Angenommen, europäische Investoren wie Wintershall ziehen sich wegen den US-Sanktionen zurück. Wird Russland die Pipeline dann allein bauen?

Davon gehe ich aus. Aber wenn es wirklich so weit kommt, befinden wir uns in einem Wirtschaftskrieg gegen die USA. Dass Russland für die Krim bestraft wird, ist eine Sache. Das konnte jeder nachvollziehen. Aber Firmen, vor allem Zulieferer, die seit Jahrzehnten im Gasgeschäft tätig sind, auf dem amerikanischen Markt so sehr zu bestrafen, ist ein Unding. Wenn das Schule macht, können wir nicht mehr von Globalisierung und Regeln der Welthandelsorganisation sprechen. Dann haben wir wieder kontrollierte und regulierte Märkte. Das werden die Amerikaner wohl kaum machen. Außer, sie wollen Russland so stark schaden, dass ihnen die Reaktion aus Europa egal ist.

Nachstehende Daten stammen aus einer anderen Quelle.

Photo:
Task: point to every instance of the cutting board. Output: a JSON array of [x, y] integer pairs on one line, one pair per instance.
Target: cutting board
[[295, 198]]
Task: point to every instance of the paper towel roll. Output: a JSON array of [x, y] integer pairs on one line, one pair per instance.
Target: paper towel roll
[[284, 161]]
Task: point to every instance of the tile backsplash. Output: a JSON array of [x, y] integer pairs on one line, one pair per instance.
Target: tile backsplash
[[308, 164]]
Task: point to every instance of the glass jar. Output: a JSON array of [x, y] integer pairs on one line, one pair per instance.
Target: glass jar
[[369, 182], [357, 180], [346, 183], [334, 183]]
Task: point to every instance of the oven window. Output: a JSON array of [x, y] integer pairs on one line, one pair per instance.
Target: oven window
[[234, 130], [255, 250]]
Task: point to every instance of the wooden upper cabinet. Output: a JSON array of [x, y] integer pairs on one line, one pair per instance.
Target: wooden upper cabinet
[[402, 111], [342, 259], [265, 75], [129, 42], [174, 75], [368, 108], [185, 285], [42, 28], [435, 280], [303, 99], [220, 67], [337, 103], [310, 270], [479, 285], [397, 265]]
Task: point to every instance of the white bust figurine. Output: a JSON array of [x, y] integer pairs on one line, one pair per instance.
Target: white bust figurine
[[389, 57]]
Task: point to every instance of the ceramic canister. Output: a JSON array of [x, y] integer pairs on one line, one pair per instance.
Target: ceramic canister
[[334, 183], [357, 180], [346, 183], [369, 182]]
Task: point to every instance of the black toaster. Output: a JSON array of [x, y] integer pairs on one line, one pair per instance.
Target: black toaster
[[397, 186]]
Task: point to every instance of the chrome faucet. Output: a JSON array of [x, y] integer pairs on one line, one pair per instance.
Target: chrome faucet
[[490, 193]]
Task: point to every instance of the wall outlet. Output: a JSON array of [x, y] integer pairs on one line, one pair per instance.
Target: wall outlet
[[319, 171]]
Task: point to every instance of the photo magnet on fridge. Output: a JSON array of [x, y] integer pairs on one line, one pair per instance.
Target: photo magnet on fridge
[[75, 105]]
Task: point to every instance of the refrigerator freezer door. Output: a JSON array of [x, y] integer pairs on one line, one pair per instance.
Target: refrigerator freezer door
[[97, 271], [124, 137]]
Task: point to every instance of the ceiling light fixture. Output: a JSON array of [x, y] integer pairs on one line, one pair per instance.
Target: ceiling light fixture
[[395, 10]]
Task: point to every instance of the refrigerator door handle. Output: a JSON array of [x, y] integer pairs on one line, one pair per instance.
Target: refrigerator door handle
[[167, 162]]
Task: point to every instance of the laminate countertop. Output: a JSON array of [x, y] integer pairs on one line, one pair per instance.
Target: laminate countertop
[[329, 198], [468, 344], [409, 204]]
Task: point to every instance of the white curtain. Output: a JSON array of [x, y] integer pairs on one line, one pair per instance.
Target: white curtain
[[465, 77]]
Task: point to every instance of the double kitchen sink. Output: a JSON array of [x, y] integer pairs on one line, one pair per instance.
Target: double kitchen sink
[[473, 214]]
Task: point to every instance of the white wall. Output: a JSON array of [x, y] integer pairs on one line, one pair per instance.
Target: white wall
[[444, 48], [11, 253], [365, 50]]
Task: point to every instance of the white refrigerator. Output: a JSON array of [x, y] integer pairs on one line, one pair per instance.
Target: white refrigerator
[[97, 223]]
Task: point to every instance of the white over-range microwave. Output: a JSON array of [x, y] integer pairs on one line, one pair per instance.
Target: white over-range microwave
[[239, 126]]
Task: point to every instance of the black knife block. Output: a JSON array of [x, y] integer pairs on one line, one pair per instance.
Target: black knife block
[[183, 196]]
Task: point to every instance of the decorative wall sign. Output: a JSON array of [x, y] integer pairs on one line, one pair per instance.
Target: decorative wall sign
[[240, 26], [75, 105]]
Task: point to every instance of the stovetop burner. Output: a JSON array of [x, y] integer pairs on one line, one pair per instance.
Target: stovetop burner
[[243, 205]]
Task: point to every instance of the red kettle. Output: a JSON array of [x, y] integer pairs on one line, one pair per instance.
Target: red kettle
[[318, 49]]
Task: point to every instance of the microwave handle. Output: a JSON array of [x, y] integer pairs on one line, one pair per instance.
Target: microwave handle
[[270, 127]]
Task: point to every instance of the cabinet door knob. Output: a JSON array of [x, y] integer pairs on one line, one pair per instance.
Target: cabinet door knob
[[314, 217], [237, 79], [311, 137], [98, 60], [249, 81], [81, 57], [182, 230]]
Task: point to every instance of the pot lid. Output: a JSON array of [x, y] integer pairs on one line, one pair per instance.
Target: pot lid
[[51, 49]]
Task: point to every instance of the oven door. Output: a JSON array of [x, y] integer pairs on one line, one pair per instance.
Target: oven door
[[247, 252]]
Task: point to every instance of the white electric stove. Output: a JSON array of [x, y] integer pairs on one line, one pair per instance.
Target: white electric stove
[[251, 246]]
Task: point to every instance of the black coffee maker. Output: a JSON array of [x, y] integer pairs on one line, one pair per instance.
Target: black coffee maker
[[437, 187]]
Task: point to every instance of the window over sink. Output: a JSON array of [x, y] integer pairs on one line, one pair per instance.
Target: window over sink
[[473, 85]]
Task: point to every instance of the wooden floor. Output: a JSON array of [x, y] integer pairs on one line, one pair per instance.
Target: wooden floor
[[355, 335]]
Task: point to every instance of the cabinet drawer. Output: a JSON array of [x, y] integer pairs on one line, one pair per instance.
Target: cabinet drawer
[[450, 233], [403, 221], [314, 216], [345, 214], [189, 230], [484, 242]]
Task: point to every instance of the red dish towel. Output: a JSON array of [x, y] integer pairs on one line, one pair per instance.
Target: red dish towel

Viele sprechen von einem Paradigmenwechsel – weg vom freien Markt und zurück zur nationalen Interessenspolitik. Stimmt das? 

Ja, das kann ich bestätigen. Es ist noch nicht eingetroffen, aber sehr nah. Wir stehen vor einer Zäsur der Weltordnung. Die alte Wertegemeinschaft hat aufgehört zu existieren. Dazu gehören der freie Welthandel und das Bretton-Woods-System, das alles liegt in Trümmern. Zum einem wegen der egoistischen Position der Amerikaner, zum anderen wegen der protektionistischen Politik der Russen, Chinesen und Europäer sowie den immer größer werdenden Umbrüchen in Afrika und im Nahen Osten.